Letztes Update am Fr, 18.04.2014 18:46

TT / Tiroler Tageszeitung Onlineausgabe


Exklusiv

Strache sieht Putin als Demokraten

FPÖ-Chef Heinz-Christian Strache verteidigt im Interview den russischen Präsidenten und dessen Vorgehen in der Ukraine.

FPÖ-Bundesparteiobmann Heinz-Christian Strache.

© APA/HANS KLAUS TECHTFPÖ-Bundesparteiobmann Heinz-Christian Strache.



Wie beurteilen Sie angesichts des angespannten Ukraine-Konflikts die österreichische Außenpolitik?

Heinz-Christian Strache: Seit Jahrzehnten hat Österreich mit Russland einen verlässlichen Partner und Energielieferanten. Zugleich müssen wir in den westlichen Medien nun erleben, wie die Separatisten in der Ostukraine als Terroristen bezeichnet werden und die Putschisten vom Maidan als Helden bejubelt werden. Österreich ist von der Verfassung her neutral, wir verhalten uns aber in diesem Konflikt nicht als neutraler Staat. Die Eskalation in der Ukraine wurde von der EU und den USA provoziert, da soll und darf man als neutraler Staat nicht mitmachen.

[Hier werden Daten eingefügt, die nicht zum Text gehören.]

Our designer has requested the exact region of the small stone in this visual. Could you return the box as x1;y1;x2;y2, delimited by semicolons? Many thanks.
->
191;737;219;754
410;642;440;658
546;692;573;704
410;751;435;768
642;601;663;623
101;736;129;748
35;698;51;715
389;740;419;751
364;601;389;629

Wie hätte Ihrer Meinung nach Österreich reagieren sollen?

Strache: Wir hätten als Verhandler und Mediator zwischen EU, der Ukraine und Russland auftreten müssen. Dabei hätte man übrigens die USA nicht gebraucht, handelt es sich im Ukraine-Konflikt um eine europäische Frage, die es zu lösen gilt. Österreich hätte sofort Wien als Verhandlungsort anbieten müssen und nicht den Sanktionen das Wort reden. Ganz abgesehen davon, schneidet sich Österreich mit Wirtschaftssanktionen ins eigene Fleisch. Es muss doch jedem neutralen Beobachter sauer aufstoßen, mitanzusehen, wie die EU und die USA mit Putschisten gemeinsame Sache machen.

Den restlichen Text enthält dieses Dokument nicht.